An example of a default Clustergram component without any extra properties.
library(dash)
library(dashCoreComponents)
library(dashHtmlComponents)
library(dashBio)
library(heatmaply)
library(data.table)
app <- Dash$new()
df = read.table("https://git.io/clustergram_mtcars.tsv",
skip = 4, sep ="\t", row.names = 1, header = TRUE)
# The following lines generate the options list for the dropdown we will be using.
all_options <- rownames(df)
options_list <- list()
for (x in 1:length(all_options)){
option = list("label" = all_options[x], "value" = all_options[x])
options_list[[x]] = option
}
app$layout(htmlDiv(list(
"Rows to display: ",
dccDropdown(
id = 'my-default-clustergram-rows-to-display',
options = options_list,
value = c("Mazda RX4", "Valiant"),
multi = TRUE
),
htmlDiv(id = "my-default-clustergram-output")
)))
app$callback(
output(id = "my-default-clustergram-output", property = "children"),
params = list(
input(id = 'my-default-clustergram-rows-to-display', property = "value")
),
update_clustergram <- function(value) {
if (length(value) < 2) {
return("Please select at least two rows to display.")
}
else {
df <- subset(df, rownames(df) %in% value)
return(
dccGraph(figure = heatmaply(df,
row_labels = list(row.names(data)),
hide_labels = list("row"),
column_labels = as.list(colnames(data)),
color_threshold = list(
"row" = 150,
"col" = 700
)
))
)
}
}
)
app$run_server()
Change the color scale by specifying values and colors.
library(dash)
library(dashCoreComponents)
library(dashHtmlComponents)
library(dashBio)
library(heatmaply)
library(data.table)
df = read.table("https://git.io/clustergram_mtcars.tsv",
skip = 4, sep =" ", row.names = 1, header = TRUE)

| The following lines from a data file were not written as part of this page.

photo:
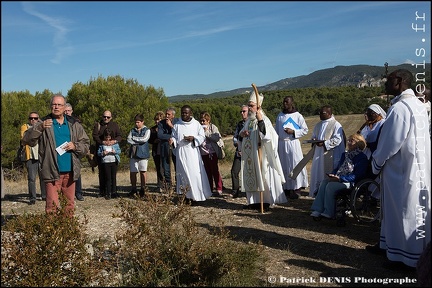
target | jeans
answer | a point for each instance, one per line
(325, 201)
(166, 154)
(64, 185)
(78, 187)
(211, 165)
(33, 172)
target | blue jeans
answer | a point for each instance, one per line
(166, 154)
(325, 201)
(78, 187)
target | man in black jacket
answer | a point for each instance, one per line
(98, 131)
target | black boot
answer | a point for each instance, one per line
(236, 194)
(142, 192)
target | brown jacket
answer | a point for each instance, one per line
(47, 147)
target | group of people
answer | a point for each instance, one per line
(393, 146)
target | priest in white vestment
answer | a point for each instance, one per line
(329, 149)
(290, 127)
(260, 165)
(187, 135)
(403, 159)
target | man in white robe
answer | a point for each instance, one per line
(403, 159)
(290, 127)
(187, 135)
(260, 165)
(328, 150)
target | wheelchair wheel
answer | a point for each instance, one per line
(364, 207)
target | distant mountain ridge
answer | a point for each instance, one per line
(339, 76)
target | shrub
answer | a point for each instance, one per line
(163, 246)
(44, 250)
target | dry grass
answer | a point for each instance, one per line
(297, 247)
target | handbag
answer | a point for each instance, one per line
(21, 154)
(91, 156)
(220, 151)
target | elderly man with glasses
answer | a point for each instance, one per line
(98, 137)
(62, 143)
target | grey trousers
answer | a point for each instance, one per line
(33, 172)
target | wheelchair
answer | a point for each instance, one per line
(359, 203)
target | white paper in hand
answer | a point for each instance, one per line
(60, 149)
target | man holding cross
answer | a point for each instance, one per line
(262, 175)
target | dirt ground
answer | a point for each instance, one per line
(300, 250)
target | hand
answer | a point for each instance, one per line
(289, 131)
(47, 123)
(169, 123)
(189, 138)
(259, 115)
(69, 147)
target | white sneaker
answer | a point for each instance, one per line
(315, 214)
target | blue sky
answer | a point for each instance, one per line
(201, 47)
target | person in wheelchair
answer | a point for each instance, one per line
(352, 168)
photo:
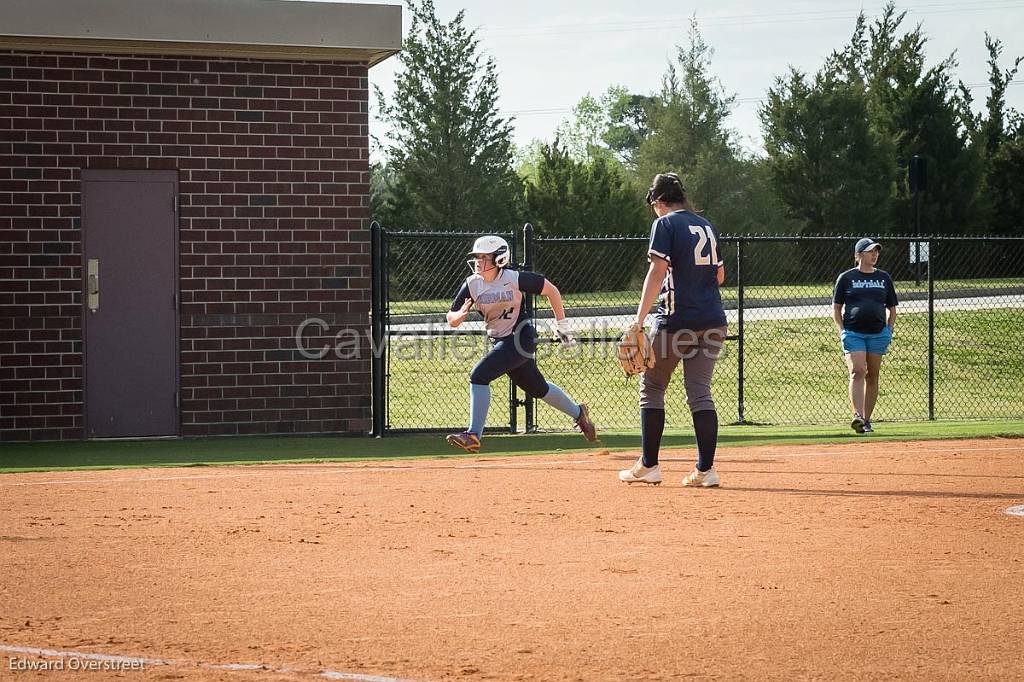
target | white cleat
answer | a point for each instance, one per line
(702, 478)
(641, 474)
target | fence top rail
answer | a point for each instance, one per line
(440, 235)
(880, 238)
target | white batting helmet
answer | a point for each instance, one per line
(494, 245)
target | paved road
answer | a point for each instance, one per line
(594, 325)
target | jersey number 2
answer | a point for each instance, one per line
(705, 235)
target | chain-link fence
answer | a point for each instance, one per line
(956, 351)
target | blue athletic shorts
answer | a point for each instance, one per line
(872, 343)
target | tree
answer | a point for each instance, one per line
(923, 112)
(877, 105)
(591, 197)
(451, 153)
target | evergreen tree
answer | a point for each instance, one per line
(1000, 142)
(451, 153)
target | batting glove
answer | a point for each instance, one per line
(564, 333)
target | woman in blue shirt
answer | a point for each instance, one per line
(864, 312)
(684, 274)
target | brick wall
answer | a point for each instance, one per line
(273, 177)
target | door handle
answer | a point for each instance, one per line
(92, 285)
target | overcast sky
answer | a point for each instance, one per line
(552, 52)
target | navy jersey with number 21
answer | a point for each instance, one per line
(689, 296)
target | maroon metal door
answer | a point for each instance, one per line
(130, 278)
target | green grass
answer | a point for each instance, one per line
(794, 373)
(772, 292)
(209, 452)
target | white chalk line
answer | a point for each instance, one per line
(142, 662)
(329, 469)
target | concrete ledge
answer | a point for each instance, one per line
(263, 29)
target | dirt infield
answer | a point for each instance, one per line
(894, 560)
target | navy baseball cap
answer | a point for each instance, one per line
(866, 244)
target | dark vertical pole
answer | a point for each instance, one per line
(513, 398)
(916, 243)
(739, 317)
(376, 331)
(385, 349)
(931, 332)
(527, 263)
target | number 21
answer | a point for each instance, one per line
(705, 235)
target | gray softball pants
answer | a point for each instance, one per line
(698, 352)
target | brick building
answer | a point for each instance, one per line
(183, 183)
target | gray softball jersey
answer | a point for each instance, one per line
(500, 301)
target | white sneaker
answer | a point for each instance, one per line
(702, 478)
(641, 474)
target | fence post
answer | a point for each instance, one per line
(741, 417)
(527, 263)
(377, 329)
(931, 330)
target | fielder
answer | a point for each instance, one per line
(864, 311)
(691, 327)
(497, 292)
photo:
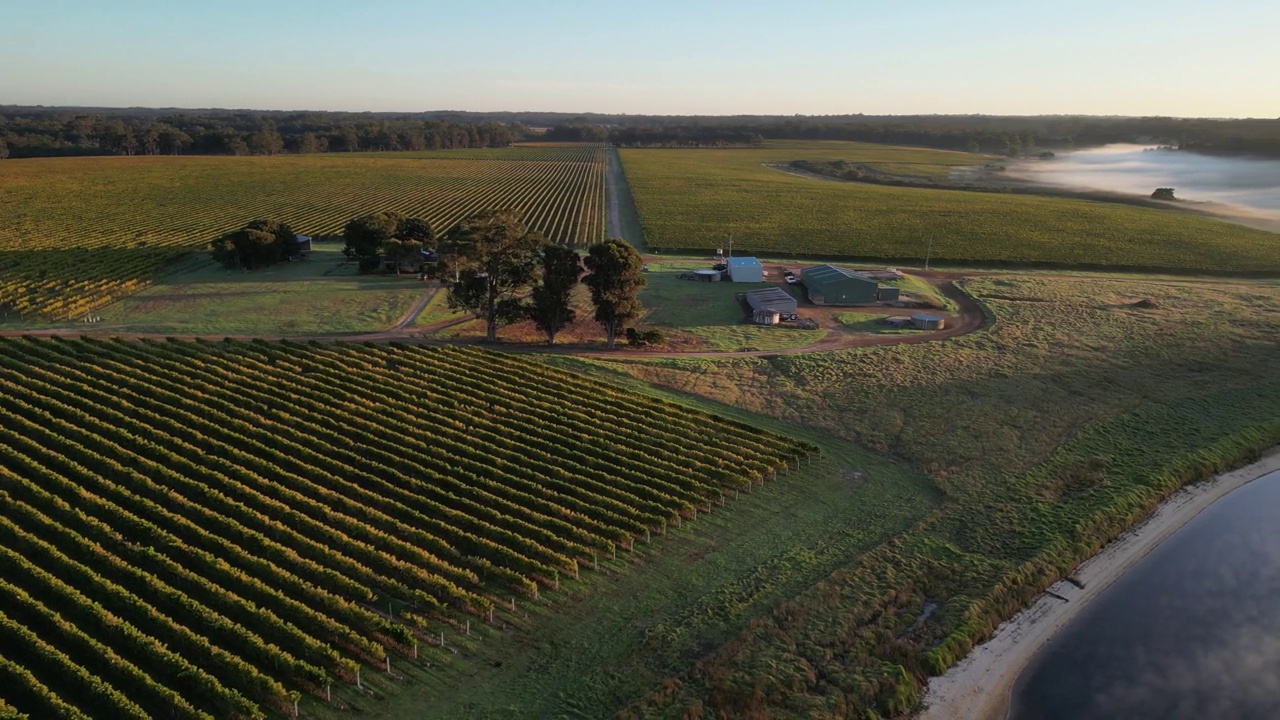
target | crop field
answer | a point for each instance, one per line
(695, 199)
(1050, 433)
(80, 232)
(228, 529)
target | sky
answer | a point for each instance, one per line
(1176, 58)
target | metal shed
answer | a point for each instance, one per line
(927, 322)
(772, 299)
(828, 285)
(745, 270)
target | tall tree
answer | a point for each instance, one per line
(260, 242)
(551, 310)
(616, 279)
(496, 260)
(385, 235)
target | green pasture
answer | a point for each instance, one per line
(696, 199)
(321, 295)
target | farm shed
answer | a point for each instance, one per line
(828, 285)
(772, 299)
(927, 322)
(745, 270)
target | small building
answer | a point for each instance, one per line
(828, 285)
(927, 322)
(766, 317)
(773, 299)
(745, 270)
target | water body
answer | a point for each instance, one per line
(1191, 632)
(1248, 185)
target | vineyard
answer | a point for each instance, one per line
(694, 200)
(80, 232)
(227, 529)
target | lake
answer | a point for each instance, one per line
(1249, 185)
(1191, 632)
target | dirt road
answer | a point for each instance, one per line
(972, 318)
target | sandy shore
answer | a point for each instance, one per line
(978, 687)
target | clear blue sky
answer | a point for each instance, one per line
(663, 57)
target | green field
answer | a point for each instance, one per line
(1048, 433)
(696, 199)
(709, 313)
(320, 296)
(205, 531)
(80, 232)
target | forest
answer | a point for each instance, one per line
(30, 132)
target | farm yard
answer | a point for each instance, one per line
(1086, 404)
(80, 232)
(693, 200)
(156, 488)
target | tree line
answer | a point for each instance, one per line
(44, 132)
(492, 264)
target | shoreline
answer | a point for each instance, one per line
(979, 686)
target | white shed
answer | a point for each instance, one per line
(745, 270)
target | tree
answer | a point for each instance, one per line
(496, 260)
(616, 278)
(260, 242)
(385, 235)
(551, 299)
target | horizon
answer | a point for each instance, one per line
(664, 59)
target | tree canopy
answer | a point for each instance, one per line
(494, 261)
(391, 236)
(260, 242)
(551, 308)
(616, 279)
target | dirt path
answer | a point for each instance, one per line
(970, 319)
(412, 313)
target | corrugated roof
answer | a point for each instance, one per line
(824, 273)
(771, 299)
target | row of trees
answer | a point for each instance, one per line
(492, 264)
(42, 132)
(503, 273)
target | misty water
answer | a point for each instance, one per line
(1251, 185)
(1192, 632)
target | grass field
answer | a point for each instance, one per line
(321, 295)
(1048, 433)
(179, 538)
(695, 199)
(80, 232)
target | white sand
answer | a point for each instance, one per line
(978, 687)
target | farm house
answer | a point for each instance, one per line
(772, 299)
(828, 285)
(927, 322)
(745, 270)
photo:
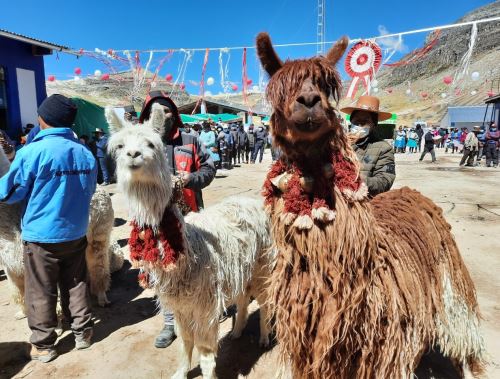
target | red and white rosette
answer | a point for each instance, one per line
(362, 61)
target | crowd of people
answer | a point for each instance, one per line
(474, 145)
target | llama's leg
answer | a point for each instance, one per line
(265, 320)
(241, 316)
(98, 268)
(187, 352)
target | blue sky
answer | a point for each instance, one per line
(198, 24)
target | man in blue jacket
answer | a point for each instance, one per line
(55, 176)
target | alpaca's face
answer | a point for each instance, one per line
(301, 92)
(138, 149)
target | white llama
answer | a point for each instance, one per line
(102, 259)
(226, 256)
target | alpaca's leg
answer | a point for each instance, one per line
(265, 320)
(187, 346)
(98, 268)
(207, 363)
(241, 316)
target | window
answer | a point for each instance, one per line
(3, 99)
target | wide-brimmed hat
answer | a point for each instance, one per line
(368, 104)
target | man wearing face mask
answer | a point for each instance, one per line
(376, 156)
(189, 161)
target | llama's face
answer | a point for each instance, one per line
(137, 149)
(301, 92)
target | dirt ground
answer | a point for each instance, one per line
(124, 332)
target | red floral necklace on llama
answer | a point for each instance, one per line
(144, 244)
(307, 198)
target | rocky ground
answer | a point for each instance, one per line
(124, 332)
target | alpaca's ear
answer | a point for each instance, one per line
(113, 120)
(157, 118)
(337, 50)
(267, 55)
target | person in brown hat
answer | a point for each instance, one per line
(376, 156)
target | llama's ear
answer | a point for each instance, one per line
(113, 120)
(157, 118)
(267, 55)
(337, 50)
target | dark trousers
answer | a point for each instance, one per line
(259, 148)
(491, 154)
(46, 266)
(468, 156)
(428, 149)
(103, 164)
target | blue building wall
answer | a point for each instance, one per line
(16, 54)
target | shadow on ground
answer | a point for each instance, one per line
(238, 357)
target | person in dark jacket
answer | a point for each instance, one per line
(260, 144)
(190, 161)
(242, 143)
(251, 143)
(101, 145)
(55, 177)
(376, 156)
(429, 146)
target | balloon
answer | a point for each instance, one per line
(448, 80)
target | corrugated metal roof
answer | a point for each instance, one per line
(468, 114)
(33, 41)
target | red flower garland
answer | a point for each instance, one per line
(143, 243)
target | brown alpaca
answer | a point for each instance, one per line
(361, 288)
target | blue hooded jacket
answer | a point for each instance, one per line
(56, 175)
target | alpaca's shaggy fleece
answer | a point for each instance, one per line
(98, 255)
(226, 256)
(366, 293)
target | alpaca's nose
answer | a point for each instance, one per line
(133, 154)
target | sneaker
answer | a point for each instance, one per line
(84, 340)
(166, 337)
(43, 355)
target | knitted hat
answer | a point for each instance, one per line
(58, 111)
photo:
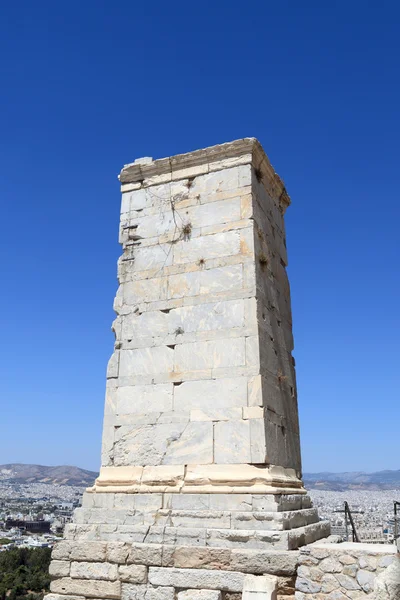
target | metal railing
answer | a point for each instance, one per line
(396, 519)
(348, 520)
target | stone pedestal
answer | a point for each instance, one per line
(200, 485)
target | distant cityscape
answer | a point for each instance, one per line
(34, 513)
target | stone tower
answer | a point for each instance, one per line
(200, 486)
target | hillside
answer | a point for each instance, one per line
(357, 480)
(67, 475)
(62, 475)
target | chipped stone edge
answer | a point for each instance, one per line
(204, 479)
(200, 162)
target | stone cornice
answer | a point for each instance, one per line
(199, 479)
(146, 172)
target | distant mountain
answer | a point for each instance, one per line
(357, 480)
(64, 475)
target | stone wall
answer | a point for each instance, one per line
(346, 571)
(115, 570)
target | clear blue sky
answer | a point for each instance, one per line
(88, 86)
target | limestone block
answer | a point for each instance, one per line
(144, 324)
(331, 565)
(93, 570)
(260, 587)
(188, 501)
(200, 519)
(144, 290)
(133, 573)
(207, 317)
(216, 213)
(273, 562)
(254, 392)
(198, 283)
(59, 568)
(346, 582)
(197, 558)
(61, 550)
(144, 398)
(195, 445)
(146, 360)
(212, 183)
(211, 394)
(258, 449)
(212, 354)
(62, 597)
(184, 536)
(117, 552)
(93, 551)
(88, 588)
(366, 580)
(145, 445)
(209, 246)
(146, 592)
(232, 442)
(197, 578)
(146, 554)
(219, 414)
(199, 595)
(387, 584)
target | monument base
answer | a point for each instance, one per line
(174, 546)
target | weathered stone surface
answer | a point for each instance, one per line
(146, 554)
(132, 573)
(199, 595)
(117, 552)
(257, 587)
(145, 592)
(387, 584)
(88, 551)
(261, 561)
(59, 568)
(87, 588)
(197, 578)
(366, 580)
(199, 486)
(92, 570)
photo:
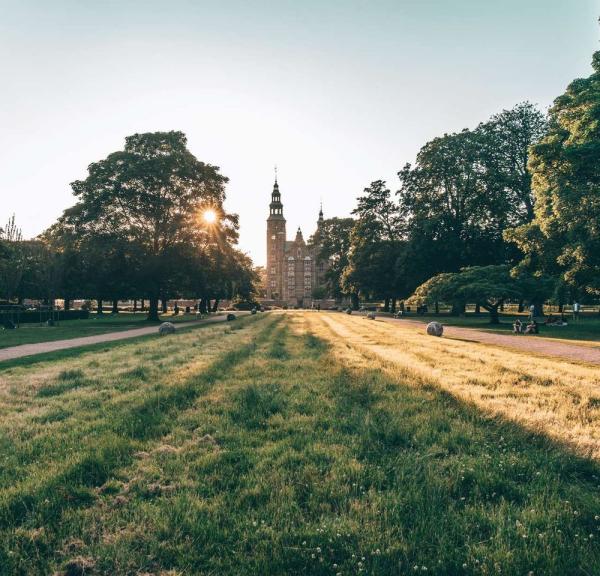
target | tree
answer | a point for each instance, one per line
(12, 260)
(506, 141)
(489, 286)
(375, 242)
(565, 167)
(465, 190)
(149, 195)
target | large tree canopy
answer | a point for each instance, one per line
(565, 168)
(488, 286)
(150, 195)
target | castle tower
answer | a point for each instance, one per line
(276, 236)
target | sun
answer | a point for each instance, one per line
(209, 216)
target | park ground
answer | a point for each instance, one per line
(93, 326)
(585, 328)
(299, 443)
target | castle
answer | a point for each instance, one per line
(294, 275)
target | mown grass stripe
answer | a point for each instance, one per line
(149, 420)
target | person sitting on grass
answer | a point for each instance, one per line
(532, 328)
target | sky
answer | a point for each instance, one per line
(337, 94)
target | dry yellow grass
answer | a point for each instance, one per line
(556, 397)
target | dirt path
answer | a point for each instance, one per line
(43, 347)
(535, 344)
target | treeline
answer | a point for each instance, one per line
(508, 210)
(148, 223)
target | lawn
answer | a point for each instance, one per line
(299, 443)
(586, 328)
(32, 333)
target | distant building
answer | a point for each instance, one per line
(293, 274)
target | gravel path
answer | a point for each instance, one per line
(535, 344)
(43, 347)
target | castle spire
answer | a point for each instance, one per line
(276, 207)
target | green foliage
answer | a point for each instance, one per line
(566, 183)
(488, 286)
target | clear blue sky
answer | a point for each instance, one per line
(336, 93)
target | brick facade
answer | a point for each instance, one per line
(292, 269)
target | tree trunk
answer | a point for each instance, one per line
(203, 307)
(493, 310)
(153, 310)
(457, 309)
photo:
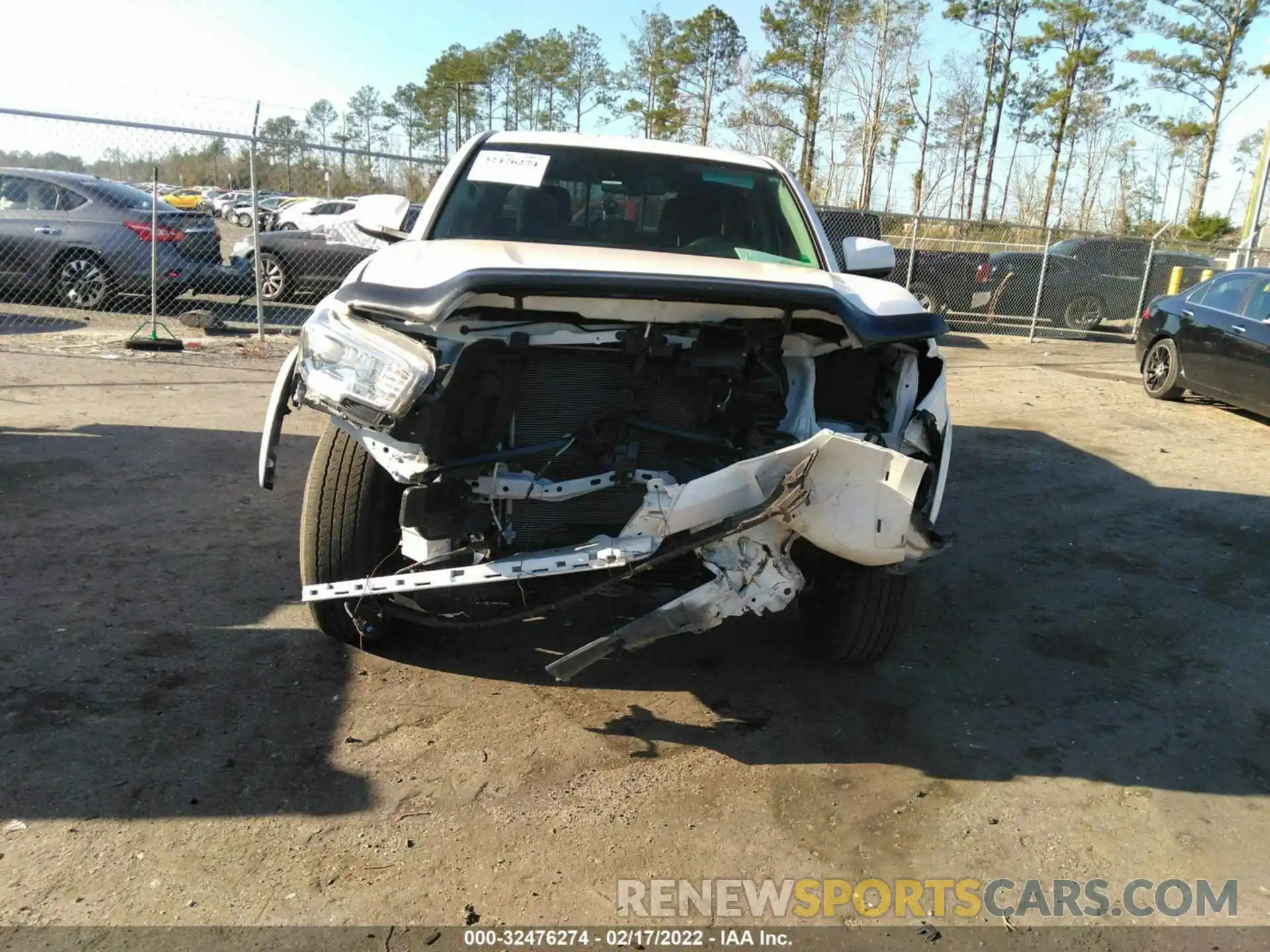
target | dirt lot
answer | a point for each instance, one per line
(1083, 694)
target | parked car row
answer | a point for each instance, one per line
(313, 262)
(79, 240)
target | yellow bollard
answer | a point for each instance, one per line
(1175, 280)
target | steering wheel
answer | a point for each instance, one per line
(710, 244)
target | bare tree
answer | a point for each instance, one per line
(1209, 34)
(803, 36)
(875, 70)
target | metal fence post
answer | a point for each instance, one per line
(912, 252)
(1146, 278)
(154, 252)
(1040, 285)
(255, 227)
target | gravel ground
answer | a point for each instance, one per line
(1082, 695)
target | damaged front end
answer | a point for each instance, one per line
(564, 428)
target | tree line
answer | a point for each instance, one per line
(1042, 117)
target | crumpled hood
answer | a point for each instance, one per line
(427, 264)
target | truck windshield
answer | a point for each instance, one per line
(629, 200)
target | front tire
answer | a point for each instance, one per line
(81, 280)
(275, 281)
(349, 526)
(1161, 370)
(854, 614)
(1083, 313)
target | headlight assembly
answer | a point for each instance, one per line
(349, 364)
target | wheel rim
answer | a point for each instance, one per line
(81, 282)
(272, 278)
(1159, 365)
(1082, 313)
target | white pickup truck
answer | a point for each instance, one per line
(595, 356)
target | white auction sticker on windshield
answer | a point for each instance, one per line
(509, 168)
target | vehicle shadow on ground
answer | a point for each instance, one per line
(138, 674)
(1085, 623)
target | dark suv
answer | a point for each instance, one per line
(1087, 281)
(78, 240)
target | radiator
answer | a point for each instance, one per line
(562, 391)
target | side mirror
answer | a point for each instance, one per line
(380, 218)
(868, 257)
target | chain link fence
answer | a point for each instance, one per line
(80, 229)
(254, 230)
(1002, 278)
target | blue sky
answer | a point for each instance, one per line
(212, 60)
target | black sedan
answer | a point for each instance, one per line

dccGraph(figure = heatmaply(
df,
row_labels = list(row.names(data)),
hide_labels = list("row"),
column_labels = as.list(colnames(data)),
color_threshold = list(
"row" = 150,
"col" = 700
),
colors = BrBG,
limits = c(0, 500),
midpoint = 200
))
Change the colors of the dendrogram traces that are used to represent clusters, and configure their line widths.
library(dash)
library(dashCoreComponents)
library(dashHtmlComponents)
library(dashBio)
library(heatmaply)
library(data.table)
df = read.table("https://git.io/clustergram_mtcars.tsv",
skip = 4, sep =" ", row.names = 1, header = TRUE)
# The following is a color palette.
rc <- colorspace::rainbow_hcl(nrow(df))
dccGraph(figure = heatmaply(
df,
row_labels = list(row.names(data)),
hide_labels = list("row"),
column_labels = as.list(colnames(data)),
color_threshold = list(
"row" = 250,
"col" = 700
),
seriate = "mean",
RowSideColors = rc,
k_col = 2,
k_row = 2
))
Change the relative width and height of, respectively, the row and column dendrograms compared to the width and height of the heatmap.
library(dash)
library(dashCoreComponents)
library(dashHtmlComponents)
library(dashBio)
library(heatmaply)
library(data.table)
df = read.table("https://git.io/clustergram_mtcars.tsv",
skip = 4, sep =" ", row.names = 1, header = TRUE)
dccGraph(figure = heatmaply(
df,
row_labels = list(row.names(data)),
hide_labels = list("row"),
column_labels = as.list(colnames(data)),
color_threshold = list(
"row" = 250,
"col" = 700
),
height = 800,
width = 700,
display_ratio=list(0.1, 0.7)
))
Hide the labels along one or both dimensions.
library(dash)
library(dashCoreComponents)
library(dashHtmlComponents)
library(dashBio)
library(heatmaply)
library(data.table)
df = read.table("https://git.io/clustergram_mtcars.tsv",
skip = 4, sep =" ", row.names = 1, header = TRUE)
dccGraph(figure = heatmaply(
df,
row_labels = list(row.names(data)),
hide_labels = list("row"),
column_labels = as.list(colnames(data)),
color_threshold = list(
"row" = 250,
"col" = 700
),
showticklabels = c(T,F)
))
Annotate the clustergram by highlighting specific clusters.
library(dash)
library(dashCoreComponents)
library(dashHtmlComponents)
library(dashBio)
library(heatmaply)
library(data.table)
df = read.table("https://git.io/clustergram_mtcars.tsv",
skip = 4, sep =" ", row.names = 1, header = TRUE)
dccGraph(figure = heatmaply(
df[, -c(8,9)],
row_labels = list(row.names(data)),
hide_labels = list("row"),
column_labels = as.list(colnames(data)),
color_threshold = list(
"row" = 250,
"col" = 700
),
seriate = "mean",
col_side_colors = c(rep(0,5), rep(1,4)),
row_side_colors = df[,8:9],
))
dash_bio.Clustergram
is a Python-based component,
and may not be available in other languages.